Legal, a couple of the TDAmeritrade services also were negative around September. I was sitting on a capital gain plus 5 years of great distributions and actually considered selling. But Old Man Greed raised his head (once again) and puffed me up with false hope until I finally deflated into rationality and bailed (having switched to LNCO) in the 23s after Linn forecast a bad and unexplained Q4. They've kept mum about Q1 2015, and I don't see how it can be good. So we'll see if Market Edge rings the bell for another cigar or if I win the stogy this time. The fundamentals just seem so discouraging, and not just for Q1..
I wrote, "At the moment I'm betting that my late Friday LINE buy at 11.63 doesn't return the profits from two earlier Friday trades." While I don't drink, this incomprehensible sentence suggests I had 6 or 7 beers too many. I *did* buy 5K at 11.63 late Friday because I think the recent momentum will carry into early Monday. There! Now I hope that Mr. Market will cooperate.

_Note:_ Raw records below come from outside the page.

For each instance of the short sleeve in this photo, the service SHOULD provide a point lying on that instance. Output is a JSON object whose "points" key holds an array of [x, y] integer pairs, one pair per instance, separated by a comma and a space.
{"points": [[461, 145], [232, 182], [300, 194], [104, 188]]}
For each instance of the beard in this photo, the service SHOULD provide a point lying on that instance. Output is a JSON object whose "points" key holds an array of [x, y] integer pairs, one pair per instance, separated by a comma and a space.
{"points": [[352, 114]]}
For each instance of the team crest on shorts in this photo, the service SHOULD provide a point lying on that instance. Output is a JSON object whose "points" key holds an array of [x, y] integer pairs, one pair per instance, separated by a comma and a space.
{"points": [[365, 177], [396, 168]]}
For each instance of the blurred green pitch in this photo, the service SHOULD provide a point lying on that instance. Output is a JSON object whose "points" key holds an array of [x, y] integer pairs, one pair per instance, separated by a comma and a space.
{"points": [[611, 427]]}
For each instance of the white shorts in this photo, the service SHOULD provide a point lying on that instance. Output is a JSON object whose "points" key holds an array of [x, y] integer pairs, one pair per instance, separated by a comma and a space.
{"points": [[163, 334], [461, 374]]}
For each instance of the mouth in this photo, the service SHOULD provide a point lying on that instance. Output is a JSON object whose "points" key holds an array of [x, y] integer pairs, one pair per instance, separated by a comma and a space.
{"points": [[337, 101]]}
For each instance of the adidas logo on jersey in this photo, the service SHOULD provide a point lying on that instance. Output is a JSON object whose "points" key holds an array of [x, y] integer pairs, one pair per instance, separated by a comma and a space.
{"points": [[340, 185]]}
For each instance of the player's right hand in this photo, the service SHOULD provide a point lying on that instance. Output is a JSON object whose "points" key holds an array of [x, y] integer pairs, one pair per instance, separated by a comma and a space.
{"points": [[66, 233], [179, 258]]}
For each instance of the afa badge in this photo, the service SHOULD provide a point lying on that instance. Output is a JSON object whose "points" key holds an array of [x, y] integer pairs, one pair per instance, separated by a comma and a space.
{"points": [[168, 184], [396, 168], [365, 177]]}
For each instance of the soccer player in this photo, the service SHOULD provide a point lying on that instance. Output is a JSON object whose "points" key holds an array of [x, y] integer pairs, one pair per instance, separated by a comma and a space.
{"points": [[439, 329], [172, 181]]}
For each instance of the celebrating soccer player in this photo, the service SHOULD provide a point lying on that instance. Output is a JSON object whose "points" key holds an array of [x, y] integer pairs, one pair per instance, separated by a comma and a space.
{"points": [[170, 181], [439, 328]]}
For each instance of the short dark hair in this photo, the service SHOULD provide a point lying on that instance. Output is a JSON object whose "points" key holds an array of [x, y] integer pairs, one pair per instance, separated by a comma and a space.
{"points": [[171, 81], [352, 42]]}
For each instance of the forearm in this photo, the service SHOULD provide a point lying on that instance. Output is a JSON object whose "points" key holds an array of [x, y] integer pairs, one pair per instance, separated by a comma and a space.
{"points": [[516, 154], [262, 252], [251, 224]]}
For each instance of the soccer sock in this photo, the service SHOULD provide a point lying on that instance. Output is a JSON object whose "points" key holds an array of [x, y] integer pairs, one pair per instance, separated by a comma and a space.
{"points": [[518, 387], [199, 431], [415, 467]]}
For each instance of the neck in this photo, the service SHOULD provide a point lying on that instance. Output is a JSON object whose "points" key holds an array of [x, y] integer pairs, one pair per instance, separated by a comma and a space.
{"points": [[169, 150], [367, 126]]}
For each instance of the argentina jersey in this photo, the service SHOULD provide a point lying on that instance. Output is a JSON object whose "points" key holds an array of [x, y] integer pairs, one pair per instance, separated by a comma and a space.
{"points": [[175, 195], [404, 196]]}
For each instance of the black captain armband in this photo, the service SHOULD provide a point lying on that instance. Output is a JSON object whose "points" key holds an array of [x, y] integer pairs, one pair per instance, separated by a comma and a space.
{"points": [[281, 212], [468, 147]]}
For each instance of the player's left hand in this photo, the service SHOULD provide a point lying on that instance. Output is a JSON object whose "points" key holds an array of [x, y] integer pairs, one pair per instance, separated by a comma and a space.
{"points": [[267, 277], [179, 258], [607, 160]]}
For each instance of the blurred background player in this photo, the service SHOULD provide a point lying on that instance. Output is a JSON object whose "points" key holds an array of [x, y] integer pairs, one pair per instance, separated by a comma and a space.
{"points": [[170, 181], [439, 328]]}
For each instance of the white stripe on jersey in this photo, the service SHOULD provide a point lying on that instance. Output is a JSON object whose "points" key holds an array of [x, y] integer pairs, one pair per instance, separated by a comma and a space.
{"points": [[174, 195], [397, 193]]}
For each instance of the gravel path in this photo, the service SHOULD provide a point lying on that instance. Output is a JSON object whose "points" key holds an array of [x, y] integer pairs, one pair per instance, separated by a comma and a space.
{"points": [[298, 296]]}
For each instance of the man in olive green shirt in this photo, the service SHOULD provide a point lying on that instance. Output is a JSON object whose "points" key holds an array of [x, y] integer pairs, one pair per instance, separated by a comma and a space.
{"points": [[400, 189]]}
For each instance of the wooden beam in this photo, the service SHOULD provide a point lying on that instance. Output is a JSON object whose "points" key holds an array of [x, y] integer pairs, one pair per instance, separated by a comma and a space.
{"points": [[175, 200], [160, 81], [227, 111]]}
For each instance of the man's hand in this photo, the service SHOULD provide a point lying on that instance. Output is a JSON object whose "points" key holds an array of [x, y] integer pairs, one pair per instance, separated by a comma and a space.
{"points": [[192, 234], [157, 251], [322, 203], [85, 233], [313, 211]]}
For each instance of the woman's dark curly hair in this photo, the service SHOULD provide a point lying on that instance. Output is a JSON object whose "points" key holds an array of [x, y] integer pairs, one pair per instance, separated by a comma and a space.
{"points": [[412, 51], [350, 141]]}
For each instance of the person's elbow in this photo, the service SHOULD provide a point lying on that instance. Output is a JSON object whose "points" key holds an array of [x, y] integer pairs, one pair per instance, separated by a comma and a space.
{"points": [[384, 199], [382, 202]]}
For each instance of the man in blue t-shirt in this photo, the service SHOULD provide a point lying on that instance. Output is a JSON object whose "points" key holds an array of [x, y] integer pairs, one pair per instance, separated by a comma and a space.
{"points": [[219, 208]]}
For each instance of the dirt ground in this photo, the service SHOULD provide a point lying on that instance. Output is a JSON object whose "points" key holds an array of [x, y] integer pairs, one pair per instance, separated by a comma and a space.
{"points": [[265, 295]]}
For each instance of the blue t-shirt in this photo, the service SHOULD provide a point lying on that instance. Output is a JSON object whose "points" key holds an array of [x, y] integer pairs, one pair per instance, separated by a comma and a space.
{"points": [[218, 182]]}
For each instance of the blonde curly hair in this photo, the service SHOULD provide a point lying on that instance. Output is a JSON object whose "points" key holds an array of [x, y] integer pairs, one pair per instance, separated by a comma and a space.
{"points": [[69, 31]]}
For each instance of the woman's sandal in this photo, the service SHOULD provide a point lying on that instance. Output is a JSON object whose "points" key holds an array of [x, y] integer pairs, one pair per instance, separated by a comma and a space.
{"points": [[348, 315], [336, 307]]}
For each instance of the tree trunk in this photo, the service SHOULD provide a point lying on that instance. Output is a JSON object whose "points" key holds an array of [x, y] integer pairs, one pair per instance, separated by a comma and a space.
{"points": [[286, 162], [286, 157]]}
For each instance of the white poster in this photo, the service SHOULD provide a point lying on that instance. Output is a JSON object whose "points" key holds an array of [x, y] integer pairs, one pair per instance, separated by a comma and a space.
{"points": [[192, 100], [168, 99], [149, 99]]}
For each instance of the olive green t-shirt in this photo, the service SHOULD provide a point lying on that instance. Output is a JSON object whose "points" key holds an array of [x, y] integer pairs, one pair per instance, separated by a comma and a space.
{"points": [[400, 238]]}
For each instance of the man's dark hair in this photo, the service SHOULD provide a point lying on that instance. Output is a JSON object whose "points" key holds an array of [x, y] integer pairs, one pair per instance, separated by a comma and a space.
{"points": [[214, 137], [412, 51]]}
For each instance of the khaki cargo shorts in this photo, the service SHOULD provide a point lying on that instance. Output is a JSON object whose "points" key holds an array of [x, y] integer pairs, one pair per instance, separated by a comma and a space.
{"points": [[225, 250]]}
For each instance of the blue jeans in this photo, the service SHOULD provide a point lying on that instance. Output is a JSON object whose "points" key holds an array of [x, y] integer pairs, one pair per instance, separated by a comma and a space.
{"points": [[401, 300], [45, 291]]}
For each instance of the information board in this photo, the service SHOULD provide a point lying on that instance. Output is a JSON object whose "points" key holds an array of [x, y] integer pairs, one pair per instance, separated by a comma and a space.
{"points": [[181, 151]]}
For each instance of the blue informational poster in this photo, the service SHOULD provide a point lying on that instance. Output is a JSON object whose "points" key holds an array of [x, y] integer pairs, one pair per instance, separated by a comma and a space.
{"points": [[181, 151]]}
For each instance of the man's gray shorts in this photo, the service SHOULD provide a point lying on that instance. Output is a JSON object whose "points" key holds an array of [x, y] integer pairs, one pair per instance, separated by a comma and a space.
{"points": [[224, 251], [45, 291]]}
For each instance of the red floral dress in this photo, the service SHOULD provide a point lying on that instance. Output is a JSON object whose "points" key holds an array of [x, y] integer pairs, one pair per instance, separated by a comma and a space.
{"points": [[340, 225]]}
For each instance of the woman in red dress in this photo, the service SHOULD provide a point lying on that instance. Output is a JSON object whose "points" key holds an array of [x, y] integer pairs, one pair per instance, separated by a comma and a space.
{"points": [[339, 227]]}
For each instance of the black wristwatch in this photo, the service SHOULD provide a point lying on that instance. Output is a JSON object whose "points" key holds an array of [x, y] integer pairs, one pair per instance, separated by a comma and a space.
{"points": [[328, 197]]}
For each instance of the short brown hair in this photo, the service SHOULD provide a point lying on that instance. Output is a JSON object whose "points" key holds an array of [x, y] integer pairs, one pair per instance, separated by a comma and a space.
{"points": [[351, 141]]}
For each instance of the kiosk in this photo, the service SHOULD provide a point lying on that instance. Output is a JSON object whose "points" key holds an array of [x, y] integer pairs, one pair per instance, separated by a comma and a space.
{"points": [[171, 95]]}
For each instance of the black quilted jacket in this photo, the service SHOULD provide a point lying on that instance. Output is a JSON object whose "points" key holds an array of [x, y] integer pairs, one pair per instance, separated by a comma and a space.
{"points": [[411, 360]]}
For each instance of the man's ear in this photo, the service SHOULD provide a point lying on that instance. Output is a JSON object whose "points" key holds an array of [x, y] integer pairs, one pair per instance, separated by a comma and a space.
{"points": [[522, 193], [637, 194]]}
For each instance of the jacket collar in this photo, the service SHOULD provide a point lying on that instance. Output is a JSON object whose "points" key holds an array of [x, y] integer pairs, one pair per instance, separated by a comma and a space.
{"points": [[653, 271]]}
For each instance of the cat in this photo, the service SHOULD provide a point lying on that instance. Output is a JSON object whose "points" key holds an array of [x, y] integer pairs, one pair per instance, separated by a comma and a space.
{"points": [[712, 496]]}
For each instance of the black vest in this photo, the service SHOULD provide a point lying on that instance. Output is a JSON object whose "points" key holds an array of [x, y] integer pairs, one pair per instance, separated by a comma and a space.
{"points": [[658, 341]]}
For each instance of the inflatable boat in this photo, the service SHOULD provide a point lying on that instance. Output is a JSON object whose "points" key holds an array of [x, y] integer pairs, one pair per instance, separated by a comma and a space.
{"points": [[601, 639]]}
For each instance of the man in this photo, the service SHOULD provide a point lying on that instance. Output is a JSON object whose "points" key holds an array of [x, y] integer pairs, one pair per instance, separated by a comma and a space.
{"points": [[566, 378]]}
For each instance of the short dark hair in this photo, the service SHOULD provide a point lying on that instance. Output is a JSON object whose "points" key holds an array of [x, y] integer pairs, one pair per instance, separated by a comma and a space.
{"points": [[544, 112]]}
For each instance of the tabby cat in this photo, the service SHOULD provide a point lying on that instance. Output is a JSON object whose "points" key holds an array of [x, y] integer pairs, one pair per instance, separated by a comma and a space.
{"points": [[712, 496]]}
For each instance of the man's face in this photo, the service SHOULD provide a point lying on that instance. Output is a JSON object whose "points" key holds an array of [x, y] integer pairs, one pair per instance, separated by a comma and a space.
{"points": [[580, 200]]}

BB, these very short-term moves are typically meaningless. Unless you're a one- or two-day trader, there's no point in paying attention to them.
That's a pretty bold call by Schwab, especially in light of the April 29 earnings announcement, which will likely be fairly dim. But that's the problem with making a chart-induced technical call. A chart doesn't trump real-world context. While things will never be really clear in the energy markets, 4/29 for Linn would seem to be a more telling date to advance a speculative call. Anyway, the past three weeks have been just great for day trading (and I'm arbitrarily including buying on a given day and selling the next along with trades that last less than an hour). At the moment I'm betting that my late Friday LINE buy at 11.63 doesn't return the profits from two earlier Friday trades. But longer term continues to scare me.
And re resistance at 11.67, more relevant to me are two things: buyers' reactions first thing Mon. to the recent north bound momentum and how WTI pricing begins the day. (Also there's the inexplicable element of luck, which I think can be the biggest dog in the battle.)
The IEA has no clue but you know what's up. You need to contact these over-educated economists and let them know what's really going to occur.
Legal, should LNCO sell in the future for a premium over LINE, I doubt if it'll last more than a day or two. LNCO's discount, despite the allure of a simple 1099 over the horror of a K-1, is justified because of taxes on LinnCo in a couple of years, taxes that will mean a lower distribution for LNCO than for LINE. Moreover, the taxes will increase annually by an unknown amount. So this is an event that long-term holders will have to price in. (I'm assuming there's still a distribution in 2017 and thereafter which is another problematic issue.)